Limitations & Future Work

  • Reliance on Strong Coordinators: Performance drops by 4.2% when switching from GPT-5 to GPT-4o. Training a compact, reliable coordinator remains an open challenge.
  • Error Cascades: The sequential pipeline makes upstream errors in entity proposal or segmentation unrecoverable downstream.
  • Synthetic Data Constraints: Training data for entity proposal may not fully cover the diversity of real-world clinical questions.
  • Deployment Costs: High latency and API costs for repetitive GPT-5 calls may hinder real-world clinical deployment.
  • OOD Generalization Gap: Performance on VQA-Med-2019 (60.8%) still lags significantly behind ID benchmarks (83.1%).
  • vs Lingshu-32B: Lingshu is strong in-domain but lacks intermediate evidence. Ours (CARE-Coord-B) outperforms it with 1/3 the parameters via modularity.
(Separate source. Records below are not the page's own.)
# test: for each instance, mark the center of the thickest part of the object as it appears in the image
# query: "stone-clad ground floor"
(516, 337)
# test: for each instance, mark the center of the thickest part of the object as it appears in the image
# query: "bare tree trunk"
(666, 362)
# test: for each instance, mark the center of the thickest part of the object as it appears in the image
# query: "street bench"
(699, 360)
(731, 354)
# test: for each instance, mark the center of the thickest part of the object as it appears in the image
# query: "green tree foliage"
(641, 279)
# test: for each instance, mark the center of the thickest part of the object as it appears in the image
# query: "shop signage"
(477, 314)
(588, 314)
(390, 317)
  • vs DeepEyes-7B: DeepEyes alternates grounding and reasoning in one model through complex RL. CARE decouples these tasks, avoiding error amplification within the model.
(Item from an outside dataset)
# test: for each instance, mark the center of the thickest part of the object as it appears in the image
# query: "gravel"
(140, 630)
  • vs MedVLM-R1-2B: MedVLM-R1 focuses on pure reasoning without grounding. CARE demonstrates that "reasoning + localization" is far more effective.
  • vs BiomedParse: The expert segmentation quality in CARE is superior and essential for VQA accuracy.

Rating

  • Novelty: ⭐⭐⭐⭐ Formalizing clinical workflows into an agentic pipeline is inspiring; the KM-matching reward design is clever.
  • Experimental Thoroughness: ⭐⭐⭐⭐⭐ Comprehensive cross-benchmark evaluation and high-dimensional ablation studies provide clear conclusions.
  • Writing Quality: ⭐⭐⭐⭐ Clear structure and informative charts, though some implementation details require cross-referencing with the appendix.
  • Value: ⭐⭐⭐⭐⭐ Provides a concrete technical path for "accountable" medical AI, demonstrating the efficiency of modular expert systems.